La musique tchèque du XVIIIe siècle ne nous a pas encore livré tous ses trésors et tous ses mystères. Cette période richissime de l’histoire de la musique tchèque permet aux musiciens et musicologues encore de nos jours de faire de temps en temps une belle découverte. L’œuvre du compositeur František Jiránek en est une. Le disque que lui a consacré l’ensemble Collegium Marianum de Prague révèle le talent exquis de ce compositeur accompli. Pendant longtemps les encyclopédies musicales ne mentionnaient même pas l’existence de cet artiste ou le confondaient avec d’autres compositeurs et il a dû attendre jusqu’au début du XXIe siècle pour émerger de l’oubli. On en vient à se demander combien de richesses se cachent encore sous la poussière des archives et combien d’excellentes compositions du passé sont perdues à jamais.
Le comte Wenzel Morzin
C’est grâce au comte Wenzel Morzin, né 1675 et mort en 1737, que František Jiránek a pu se consacrer à la musique. Né le 24 juillet 1698 dans le village de Lomnice qui fait partie du domaine du comte Morzin, František entre au service de ce grand seigneur, devient son domestique, son page, son garde de la porte et finalement son musicien. Le comte qui séjourne souvent dans son palais du quartier de Malá Strana à Prague est un grand amateur de la musique et il possède un excellent orchestre. Il envoie le jeune musicien talentueux à Venise et confie son instruction musicale très probablement à Antonio Vivaldi avec lequel il entretient de riches contacts et qui travaille pour lui. L’influence de Antonio Vivaldi, une des plus grandes figures de la musique baroque, se fera sentir dans l’ensemble de l’œuvre de František Jiránek mais il y ajoutera aussi son propre talent, sa propre musicalité et des éléments du nouveau style qui se fraie un chemin en Europe.
František Jiránek séjournera en Italie de 1724 à 1726. En septembre 1726 nous le retrouvons déjà à Prague où il joue dans l’orchestre du comte Morzin considéré à l’époque comme une des meilleures formations musicale des pays de la couronne tchèque et apprécié aussi par Vivaldi qui le qualifie de « virtuosissima orchestra ». C’est dans ce milieu plein de musique et d’inspiration que mûrit le talent du jeune musicien. Il y restera pendant onze ans. Il se marie, a des enfants et vit avec sa famille dans le quartier de Malá Strana à Prague. C’est probablement après la mort des deux compositeurs attitrés de l’orchestre qu’il se met à composer le nouveau répertoire pour cette formation.
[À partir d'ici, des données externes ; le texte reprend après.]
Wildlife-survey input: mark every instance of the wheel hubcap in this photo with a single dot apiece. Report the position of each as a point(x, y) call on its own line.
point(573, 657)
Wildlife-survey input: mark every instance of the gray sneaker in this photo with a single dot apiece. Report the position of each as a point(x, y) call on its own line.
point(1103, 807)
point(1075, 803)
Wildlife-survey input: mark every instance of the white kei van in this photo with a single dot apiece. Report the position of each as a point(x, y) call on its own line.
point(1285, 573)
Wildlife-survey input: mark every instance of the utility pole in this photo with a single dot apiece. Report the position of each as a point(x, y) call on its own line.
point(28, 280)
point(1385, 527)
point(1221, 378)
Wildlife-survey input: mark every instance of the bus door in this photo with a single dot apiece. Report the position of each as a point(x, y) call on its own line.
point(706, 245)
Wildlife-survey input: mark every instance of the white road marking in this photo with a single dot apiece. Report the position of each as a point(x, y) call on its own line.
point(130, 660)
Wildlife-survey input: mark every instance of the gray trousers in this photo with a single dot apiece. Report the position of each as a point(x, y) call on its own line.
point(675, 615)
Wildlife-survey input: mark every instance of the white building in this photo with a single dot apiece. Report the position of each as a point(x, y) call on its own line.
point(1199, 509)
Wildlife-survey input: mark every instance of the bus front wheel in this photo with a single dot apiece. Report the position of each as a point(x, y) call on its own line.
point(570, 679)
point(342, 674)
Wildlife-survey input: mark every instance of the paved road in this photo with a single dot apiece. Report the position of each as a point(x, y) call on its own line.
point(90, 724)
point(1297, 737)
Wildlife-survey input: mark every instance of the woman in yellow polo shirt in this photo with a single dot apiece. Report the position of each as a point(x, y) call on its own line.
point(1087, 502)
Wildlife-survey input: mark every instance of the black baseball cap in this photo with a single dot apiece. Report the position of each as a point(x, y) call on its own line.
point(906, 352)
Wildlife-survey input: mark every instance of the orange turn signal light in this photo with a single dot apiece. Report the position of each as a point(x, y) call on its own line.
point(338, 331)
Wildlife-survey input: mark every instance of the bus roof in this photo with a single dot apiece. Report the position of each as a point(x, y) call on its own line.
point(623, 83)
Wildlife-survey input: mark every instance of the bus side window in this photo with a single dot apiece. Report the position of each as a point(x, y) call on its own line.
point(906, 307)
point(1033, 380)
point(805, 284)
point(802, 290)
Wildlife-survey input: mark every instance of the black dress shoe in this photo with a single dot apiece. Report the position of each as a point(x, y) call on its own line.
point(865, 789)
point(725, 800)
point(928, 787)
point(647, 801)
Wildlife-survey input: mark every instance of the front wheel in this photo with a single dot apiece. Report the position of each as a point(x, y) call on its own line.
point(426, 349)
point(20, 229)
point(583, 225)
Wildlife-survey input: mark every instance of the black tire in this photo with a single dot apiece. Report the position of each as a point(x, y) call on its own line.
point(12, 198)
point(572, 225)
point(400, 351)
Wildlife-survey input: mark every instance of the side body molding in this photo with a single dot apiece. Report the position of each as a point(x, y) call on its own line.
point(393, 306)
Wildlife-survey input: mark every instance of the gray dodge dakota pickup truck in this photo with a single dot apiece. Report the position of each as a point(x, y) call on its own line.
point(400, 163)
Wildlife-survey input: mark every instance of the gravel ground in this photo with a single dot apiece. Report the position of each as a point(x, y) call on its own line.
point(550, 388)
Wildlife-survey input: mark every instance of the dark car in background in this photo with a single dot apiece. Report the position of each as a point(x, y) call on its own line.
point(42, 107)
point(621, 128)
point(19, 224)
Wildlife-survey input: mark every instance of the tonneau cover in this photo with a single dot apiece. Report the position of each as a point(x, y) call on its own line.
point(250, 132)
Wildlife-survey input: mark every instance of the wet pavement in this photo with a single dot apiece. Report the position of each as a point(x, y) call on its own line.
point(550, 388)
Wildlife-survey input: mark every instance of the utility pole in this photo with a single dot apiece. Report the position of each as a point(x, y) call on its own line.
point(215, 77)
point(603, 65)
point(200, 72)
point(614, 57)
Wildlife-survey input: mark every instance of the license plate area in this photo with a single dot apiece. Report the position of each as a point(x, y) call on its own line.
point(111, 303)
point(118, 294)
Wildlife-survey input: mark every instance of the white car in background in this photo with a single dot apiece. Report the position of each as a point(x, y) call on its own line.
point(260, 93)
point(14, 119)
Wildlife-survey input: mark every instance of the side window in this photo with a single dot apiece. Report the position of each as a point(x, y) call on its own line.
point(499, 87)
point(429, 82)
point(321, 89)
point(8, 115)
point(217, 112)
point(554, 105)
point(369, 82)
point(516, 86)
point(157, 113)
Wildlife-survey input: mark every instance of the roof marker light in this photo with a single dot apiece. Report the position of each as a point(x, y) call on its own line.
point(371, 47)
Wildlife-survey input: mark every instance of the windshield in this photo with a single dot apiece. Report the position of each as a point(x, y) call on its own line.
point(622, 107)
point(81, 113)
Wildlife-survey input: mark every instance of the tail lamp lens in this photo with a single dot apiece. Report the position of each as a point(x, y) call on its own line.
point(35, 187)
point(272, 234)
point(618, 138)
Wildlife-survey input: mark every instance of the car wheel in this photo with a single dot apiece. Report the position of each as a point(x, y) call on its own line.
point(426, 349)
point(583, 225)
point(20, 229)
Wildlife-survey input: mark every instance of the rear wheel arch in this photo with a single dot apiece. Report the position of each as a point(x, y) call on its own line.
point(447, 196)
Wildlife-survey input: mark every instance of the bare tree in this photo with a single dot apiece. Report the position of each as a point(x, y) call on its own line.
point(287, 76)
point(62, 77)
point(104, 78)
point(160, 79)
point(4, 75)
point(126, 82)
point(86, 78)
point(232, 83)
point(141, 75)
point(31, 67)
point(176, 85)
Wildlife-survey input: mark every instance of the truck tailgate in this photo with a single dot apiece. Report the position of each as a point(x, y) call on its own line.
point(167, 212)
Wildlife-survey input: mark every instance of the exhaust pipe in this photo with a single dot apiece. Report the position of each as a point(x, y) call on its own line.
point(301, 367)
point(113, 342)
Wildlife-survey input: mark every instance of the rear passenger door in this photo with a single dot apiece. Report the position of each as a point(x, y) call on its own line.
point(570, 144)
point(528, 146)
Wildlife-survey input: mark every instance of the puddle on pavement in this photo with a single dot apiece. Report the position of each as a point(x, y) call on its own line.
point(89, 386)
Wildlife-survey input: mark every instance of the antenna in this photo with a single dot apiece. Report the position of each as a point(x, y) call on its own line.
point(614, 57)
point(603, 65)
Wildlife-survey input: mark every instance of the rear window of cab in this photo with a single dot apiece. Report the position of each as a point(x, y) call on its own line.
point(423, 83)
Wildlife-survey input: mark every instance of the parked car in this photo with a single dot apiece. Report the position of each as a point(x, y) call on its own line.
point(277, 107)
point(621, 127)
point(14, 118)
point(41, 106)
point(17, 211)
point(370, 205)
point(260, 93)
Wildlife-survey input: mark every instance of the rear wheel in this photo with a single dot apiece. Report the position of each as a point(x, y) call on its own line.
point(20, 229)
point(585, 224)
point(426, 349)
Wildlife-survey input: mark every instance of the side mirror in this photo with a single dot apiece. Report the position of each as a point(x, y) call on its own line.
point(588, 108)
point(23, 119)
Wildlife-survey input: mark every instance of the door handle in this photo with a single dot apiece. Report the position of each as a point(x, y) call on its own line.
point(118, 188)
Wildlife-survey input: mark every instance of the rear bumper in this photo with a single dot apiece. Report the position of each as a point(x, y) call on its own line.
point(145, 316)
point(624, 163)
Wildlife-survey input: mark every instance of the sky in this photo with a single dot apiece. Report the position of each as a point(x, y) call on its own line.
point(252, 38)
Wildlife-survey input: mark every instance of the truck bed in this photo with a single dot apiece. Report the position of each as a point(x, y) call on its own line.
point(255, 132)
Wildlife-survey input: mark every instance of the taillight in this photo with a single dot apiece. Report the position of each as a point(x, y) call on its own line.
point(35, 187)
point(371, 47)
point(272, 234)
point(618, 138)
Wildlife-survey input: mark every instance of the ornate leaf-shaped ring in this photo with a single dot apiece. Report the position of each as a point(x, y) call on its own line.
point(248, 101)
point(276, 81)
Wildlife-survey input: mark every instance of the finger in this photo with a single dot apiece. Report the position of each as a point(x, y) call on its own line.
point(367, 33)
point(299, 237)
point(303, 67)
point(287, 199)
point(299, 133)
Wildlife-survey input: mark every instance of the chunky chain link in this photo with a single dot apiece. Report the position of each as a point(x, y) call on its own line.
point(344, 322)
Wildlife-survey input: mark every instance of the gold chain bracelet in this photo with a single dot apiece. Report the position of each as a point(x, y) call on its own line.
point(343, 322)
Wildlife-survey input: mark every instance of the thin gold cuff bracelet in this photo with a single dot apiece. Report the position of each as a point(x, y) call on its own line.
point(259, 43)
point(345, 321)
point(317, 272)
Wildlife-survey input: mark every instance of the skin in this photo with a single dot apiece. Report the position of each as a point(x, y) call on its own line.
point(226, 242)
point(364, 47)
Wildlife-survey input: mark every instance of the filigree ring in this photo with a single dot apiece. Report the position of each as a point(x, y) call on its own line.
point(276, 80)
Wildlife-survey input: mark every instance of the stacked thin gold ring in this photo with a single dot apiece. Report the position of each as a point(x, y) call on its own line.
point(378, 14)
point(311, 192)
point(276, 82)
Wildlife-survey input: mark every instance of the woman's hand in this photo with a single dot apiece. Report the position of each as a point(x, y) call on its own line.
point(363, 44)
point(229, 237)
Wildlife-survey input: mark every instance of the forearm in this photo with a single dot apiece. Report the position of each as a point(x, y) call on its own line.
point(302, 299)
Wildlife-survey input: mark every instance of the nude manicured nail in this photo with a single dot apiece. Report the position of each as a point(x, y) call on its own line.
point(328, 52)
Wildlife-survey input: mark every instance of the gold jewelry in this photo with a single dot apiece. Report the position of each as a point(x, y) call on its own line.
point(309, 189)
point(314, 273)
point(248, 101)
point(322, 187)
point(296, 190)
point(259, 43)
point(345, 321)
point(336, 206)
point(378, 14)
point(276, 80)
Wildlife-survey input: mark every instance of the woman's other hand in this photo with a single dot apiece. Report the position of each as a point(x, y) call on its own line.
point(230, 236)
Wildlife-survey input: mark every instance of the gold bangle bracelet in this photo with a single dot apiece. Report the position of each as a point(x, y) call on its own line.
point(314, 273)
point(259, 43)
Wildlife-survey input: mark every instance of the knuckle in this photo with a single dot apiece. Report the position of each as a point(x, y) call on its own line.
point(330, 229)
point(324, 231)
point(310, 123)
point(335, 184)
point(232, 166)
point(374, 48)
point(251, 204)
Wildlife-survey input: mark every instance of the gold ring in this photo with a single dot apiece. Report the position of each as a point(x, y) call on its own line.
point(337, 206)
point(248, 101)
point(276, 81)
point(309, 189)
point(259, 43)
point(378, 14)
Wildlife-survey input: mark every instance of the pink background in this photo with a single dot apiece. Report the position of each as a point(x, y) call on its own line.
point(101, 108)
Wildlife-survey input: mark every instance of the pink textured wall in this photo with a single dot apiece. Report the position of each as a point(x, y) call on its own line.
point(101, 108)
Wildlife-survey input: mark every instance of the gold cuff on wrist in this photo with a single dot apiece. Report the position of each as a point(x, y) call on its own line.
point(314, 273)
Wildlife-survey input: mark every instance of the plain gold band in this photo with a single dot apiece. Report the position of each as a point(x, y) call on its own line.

Il ne crée que des œuvres instrumentales et s’impose notamment dans le concerto de soliste, une forme musicale qui convient parfaitement à son talent et lui permet aussi de mettre en valeur l’art d’excellents instrumentistes de son temps. C’est probablement pour Antonin Möser, bassoniste dans l’orchestre du comte Morzin, qu’il crée au moins un des deux concertos pour basson qui se conserveront dans l’ancienne bibliothèque de la cour de Darmstadt en Allemagne.
Heinrich von Brühl
La première étape de la carrière musicale de František Jiránek s’achève avec la mort de son seigneur et mécène Wenzel Morzin et la dissolution de son orchestre. Comme beaucoup d’autres musiciens tchèques de l’époque il s’en va chercher de nouvelles possibilités à l’étranger. Il trouvera un nouvel engagement à Dresde dans l’orchestre du comte Heinrich von Brühl, Premier ministre de l’Union de Saxe-Pologne. Il est un des violonistes les plus appréciés et donc les mieux payés de cette formation et c’est à Dresde qu’il crée aussi son Concerto pour violon en ré mineur, œuvre dans laquelle il exploite richement ses connaissances de l’instrument et qu’il compose probablement pour son propre usage.
František Jiránek restera fidèle au comte Heinrich von Brühl jusqu’à la mort de celui-ci. Il part à la retraite en 1763, vivra à Dresde jusqu’en 1778 et s’éteindra à l’âge vénérable de 80 ans. Selon le musicologue Václav Kapsa, bien qu’il soit fort probable que la majorité de ses compositions n’aient été créées qu’après son départ de Bohême, sa carrière de musicien au service du comte Morzin a eu une influence essentielle sur leur forme. L’œuvre de František Jiránek revêt donc une importance considérable pour notre regard sur l’histoire de la musique dans les pays tchèques et à Prague au XVIIIe siècle.